Glacial lakes, though stunning, can hold hidden dangers for nearby communities. A recent scientific paper explores how Central Asian countries assess these hazards to safeguard their people. By understanding the factors that make some lakes more susceptible to catastrophic outbursts, authorities can take practical steps to protect communities.

A Journey Through Central Asian Approaches

In Central Asia, experts refer to “lake hazard assessment,” which is similar to “lake susceptibility assessment.” This first step involves selecting lakes for detailed evaluation. For instance, Uzbekistan assesses lakes above 1500 m a.s.l. that drain into the country. Kazakhstan, since 2015, examines all moraine lakes, while Kyrgyzstan focuses on lakes prone to Glacial Lake Outburst Floods (GLOFs), listed in a national lake atlas. Tajikistan conducts hazard assessments in three stages: preliminary analysis, identifying possible hazards, and analyzing consequences.

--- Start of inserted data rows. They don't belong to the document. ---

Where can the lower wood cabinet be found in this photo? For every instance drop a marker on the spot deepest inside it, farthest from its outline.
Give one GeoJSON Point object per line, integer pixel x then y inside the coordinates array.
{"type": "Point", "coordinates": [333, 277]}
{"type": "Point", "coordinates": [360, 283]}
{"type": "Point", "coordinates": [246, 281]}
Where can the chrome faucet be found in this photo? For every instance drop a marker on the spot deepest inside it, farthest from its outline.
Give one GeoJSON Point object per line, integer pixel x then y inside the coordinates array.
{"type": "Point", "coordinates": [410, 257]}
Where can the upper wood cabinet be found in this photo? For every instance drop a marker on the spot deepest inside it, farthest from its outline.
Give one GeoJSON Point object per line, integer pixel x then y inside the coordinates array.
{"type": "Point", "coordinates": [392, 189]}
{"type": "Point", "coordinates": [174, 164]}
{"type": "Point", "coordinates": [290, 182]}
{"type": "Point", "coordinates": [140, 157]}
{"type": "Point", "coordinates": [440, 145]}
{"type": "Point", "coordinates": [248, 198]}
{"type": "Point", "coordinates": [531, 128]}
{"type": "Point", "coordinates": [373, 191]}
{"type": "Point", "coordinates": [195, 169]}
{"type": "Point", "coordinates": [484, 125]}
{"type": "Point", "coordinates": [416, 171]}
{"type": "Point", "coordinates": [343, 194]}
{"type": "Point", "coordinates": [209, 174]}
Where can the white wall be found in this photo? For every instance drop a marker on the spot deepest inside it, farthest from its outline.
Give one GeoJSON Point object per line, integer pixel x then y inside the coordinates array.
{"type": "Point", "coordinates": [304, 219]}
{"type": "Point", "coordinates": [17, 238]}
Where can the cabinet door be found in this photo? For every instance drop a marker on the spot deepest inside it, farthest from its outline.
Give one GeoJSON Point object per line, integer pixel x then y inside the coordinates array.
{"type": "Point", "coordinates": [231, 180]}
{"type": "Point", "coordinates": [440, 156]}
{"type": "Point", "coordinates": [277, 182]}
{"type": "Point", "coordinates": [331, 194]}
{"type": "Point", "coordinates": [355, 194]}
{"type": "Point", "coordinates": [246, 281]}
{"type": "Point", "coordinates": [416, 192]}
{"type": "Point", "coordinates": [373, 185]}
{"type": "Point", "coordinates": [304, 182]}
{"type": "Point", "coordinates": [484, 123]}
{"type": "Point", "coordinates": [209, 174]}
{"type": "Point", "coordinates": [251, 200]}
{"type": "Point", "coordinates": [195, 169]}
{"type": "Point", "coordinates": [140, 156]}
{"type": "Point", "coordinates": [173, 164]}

Categorizing Lakes for Safety

Central Asian countries categorize lakes based on various characteristics influenced by atmospheric, geological, and hydrological processes. Lakes fall into 2 hazard categories in Kazakhstan, 3 in Uzbekistan and Tajikistan, and 4 in Kyrgyzstan. Expert judgment and field observations, like bathymetry and aerial photographs, guide the categorization process. Parameters like lake type, dam composition, and glacier proximity are considered.

The Hidden Threat of Non-Stationary Lakes

Although non-stationary lakes are fewer, they account for over 50% of catastrophic GLOFs. These dynamic lakes fill up quickly during the ablation period, leading to potential outbursts. The blockage of ice tunnels and subsequent opening of underground runoff channels often cause these outbursts. Lakes aged 20 or more years pose minimal threats, but monitoring remains vital.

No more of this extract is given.